Hey guys long time no see finally got sick of looking at the kegerator sitting in the corner. Found some motivation just gotta get some tiles cut for the top then start plumbing everything up . The metal brackets on the corners hide my shitty woodwork skills lol


----------



## H0U5ECAT (5/12/18)

SInce you've gone to the extreme of sanding the bejezus out of that cabinet, let me give you a couple of pointers to fake it to make it.

I'm a french polisher by trade and when we use to get some absolutely destroyed pieces in, we use to cover up some bits with some nice aesthetics so suit.
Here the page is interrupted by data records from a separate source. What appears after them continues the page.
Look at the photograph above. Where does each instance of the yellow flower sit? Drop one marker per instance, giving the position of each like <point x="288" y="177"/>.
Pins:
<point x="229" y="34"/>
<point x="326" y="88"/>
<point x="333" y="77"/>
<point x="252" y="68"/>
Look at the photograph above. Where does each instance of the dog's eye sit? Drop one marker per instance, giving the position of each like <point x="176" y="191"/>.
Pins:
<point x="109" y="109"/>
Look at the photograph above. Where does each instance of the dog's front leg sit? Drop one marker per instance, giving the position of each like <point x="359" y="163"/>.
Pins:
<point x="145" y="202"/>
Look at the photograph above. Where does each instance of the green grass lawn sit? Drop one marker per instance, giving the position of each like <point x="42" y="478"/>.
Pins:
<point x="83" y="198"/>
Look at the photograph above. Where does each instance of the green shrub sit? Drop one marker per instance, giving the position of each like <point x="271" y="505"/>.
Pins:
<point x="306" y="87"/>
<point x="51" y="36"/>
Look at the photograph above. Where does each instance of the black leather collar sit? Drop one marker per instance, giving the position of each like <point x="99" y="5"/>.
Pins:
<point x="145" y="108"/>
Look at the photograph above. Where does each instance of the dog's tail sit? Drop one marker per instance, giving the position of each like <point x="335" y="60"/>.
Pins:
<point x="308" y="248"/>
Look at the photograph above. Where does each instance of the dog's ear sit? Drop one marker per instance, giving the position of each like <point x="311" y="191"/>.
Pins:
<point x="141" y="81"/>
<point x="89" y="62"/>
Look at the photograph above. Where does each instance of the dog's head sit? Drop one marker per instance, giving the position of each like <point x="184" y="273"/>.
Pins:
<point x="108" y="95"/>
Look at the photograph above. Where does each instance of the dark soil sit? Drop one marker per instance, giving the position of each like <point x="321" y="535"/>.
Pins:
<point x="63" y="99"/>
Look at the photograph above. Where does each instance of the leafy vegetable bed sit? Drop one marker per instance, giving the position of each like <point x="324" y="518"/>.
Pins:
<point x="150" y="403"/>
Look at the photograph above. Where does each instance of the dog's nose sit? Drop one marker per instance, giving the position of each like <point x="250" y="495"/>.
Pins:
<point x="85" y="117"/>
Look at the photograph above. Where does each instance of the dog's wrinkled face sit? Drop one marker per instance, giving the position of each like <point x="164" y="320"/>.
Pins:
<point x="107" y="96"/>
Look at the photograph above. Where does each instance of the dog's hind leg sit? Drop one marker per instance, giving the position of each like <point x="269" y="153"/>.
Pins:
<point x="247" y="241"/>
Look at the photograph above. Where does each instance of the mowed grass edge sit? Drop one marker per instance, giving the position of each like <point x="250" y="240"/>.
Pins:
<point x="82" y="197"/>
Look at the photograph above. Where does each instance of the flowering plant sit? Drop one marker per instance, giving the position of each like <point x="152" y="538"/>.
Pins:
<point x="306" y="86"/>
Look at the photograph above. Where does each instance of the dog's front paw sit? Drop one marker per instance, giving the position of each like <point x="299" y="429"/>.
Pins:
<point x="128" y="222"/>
You will still need to finish it in something. Trying to get beer stains out of the raw timber is going to shit you to tears.
For a good hard wearing finish, go for an external clear finish.
Something like Cabothane clear will work. But only get the water based.
Oil based will take weeks to dry.
A harder, two pack lacquer would be better, but I cant find any local hardware stores stocking it any more.
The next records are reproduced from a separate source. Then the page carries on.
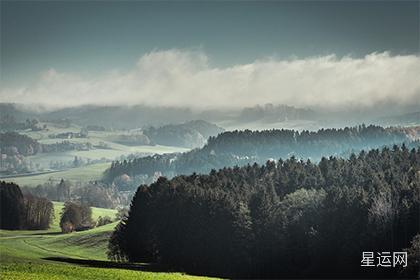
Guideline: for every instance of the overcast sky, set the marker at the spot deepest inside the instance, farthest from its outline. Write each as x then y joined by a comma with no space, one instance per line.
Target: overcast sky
331,53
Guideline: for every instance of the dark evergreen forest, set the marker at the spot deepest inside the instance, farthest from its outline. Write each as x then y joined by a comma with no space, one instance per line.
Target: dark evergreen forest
242,147
286,218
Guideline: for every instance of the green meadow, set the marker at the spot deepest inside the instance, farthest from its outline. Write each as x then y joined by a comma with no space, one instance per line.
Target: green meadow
49,254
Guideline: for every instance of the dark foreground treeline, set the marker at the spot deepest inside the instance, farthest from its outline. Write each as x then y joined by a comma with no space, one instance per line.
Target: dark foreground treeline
23,212
242,147
283,219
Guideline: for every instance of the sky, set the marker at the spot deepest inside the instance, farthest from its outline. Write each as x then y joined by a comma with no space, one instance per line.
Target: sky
204,54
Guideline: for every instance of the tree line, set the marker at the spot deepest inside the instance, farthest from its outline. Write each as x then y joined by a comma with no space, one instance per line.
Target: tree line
289,218
243,147
23,212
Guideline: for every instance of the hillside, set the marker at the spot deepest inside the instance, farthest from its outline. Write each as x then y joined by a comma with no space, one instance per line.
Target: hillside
79,255
246,147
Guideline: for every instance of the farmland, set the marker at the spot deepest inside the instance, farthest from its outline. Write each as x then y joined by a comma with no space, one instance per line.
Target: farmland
80,255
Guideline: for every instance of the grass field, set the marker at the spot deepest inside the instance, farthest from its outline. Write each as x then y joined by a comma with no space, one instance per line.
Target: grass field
84,174
81,255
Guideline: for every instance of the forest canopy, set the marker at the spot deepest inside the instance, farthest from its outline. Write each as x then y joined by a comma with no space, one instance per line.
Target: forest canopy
290,218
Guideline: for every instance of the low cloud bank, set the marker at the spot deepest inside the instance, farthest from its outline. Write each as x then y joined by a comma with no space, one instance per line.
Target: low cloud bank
186,79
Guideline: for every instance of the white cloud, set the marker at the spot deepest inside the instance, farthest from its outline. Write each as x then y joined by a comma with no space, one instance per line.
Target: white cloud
183,78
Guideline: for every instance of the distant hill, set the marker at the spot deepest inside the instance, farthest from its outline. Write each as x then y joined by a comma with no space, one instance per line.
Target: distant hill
191,134
247,147
408,119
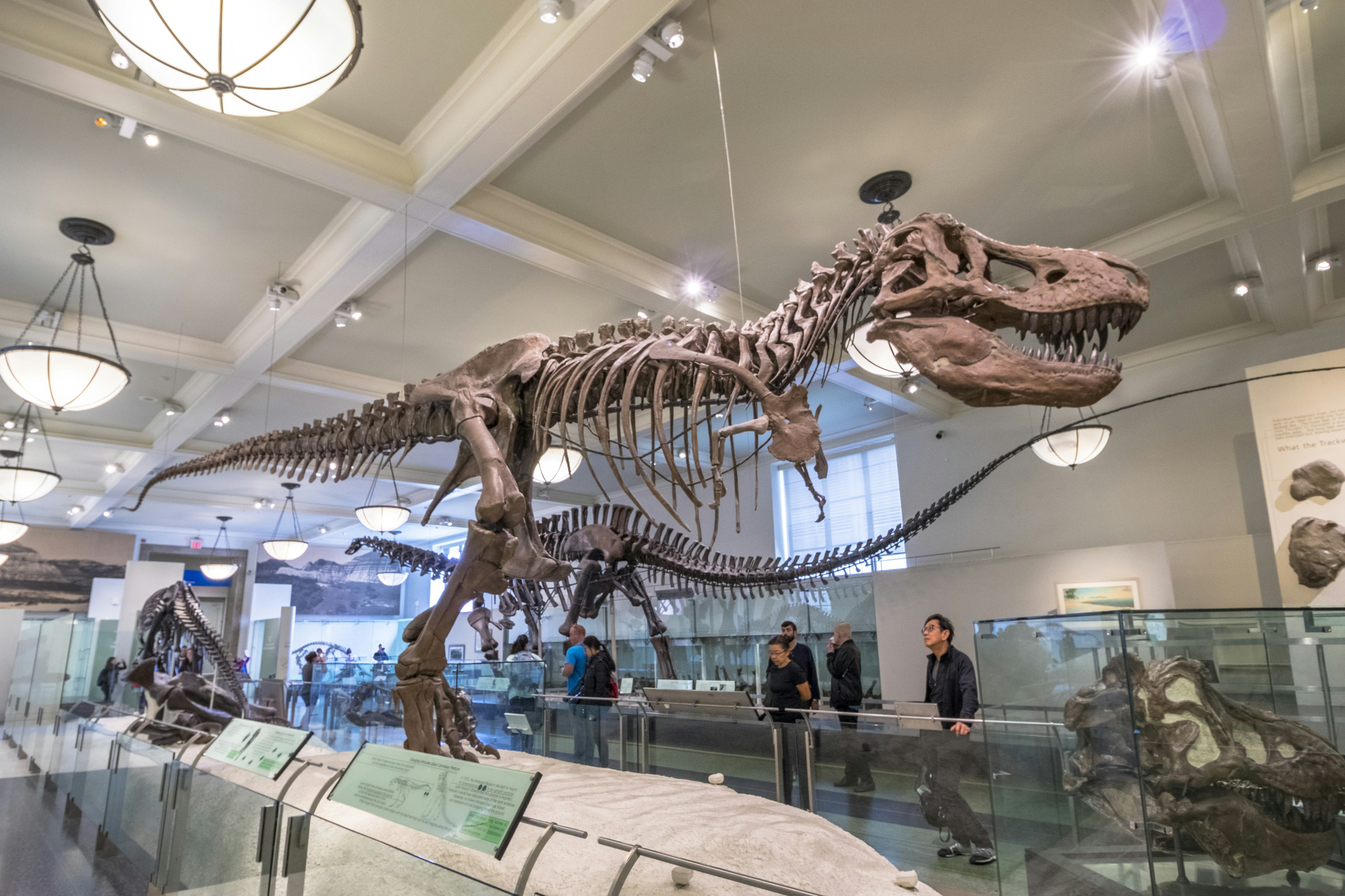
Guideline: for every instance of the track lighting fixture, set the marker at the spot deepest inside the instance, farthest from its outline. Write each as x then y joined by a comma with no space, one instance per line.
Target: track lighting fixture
1325,262
670,33
643,67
Tint the clear to make it a little darker. Not to much and definitely no more that three coats or it will look like a toffee apple.
The corner pieces you put on are a good idea, but they dont really suit.
How about some brass pieces?
Maybe a little like this...





You can find some nice brass plates that you can also cover up the joints in your timberwork.
http://thecharleygirl.com/73921/bra...lly-4-brass-chest-or-desire-with-regard-to-5/


----------



## Drewgong (6/12/18)

the brass looks cool but wouldn't completely cover my butchered join lol. I used a clear gloss lacquer from bunnings in aerosol cans . your probably shaking your head right now but I'm happy with the results


----------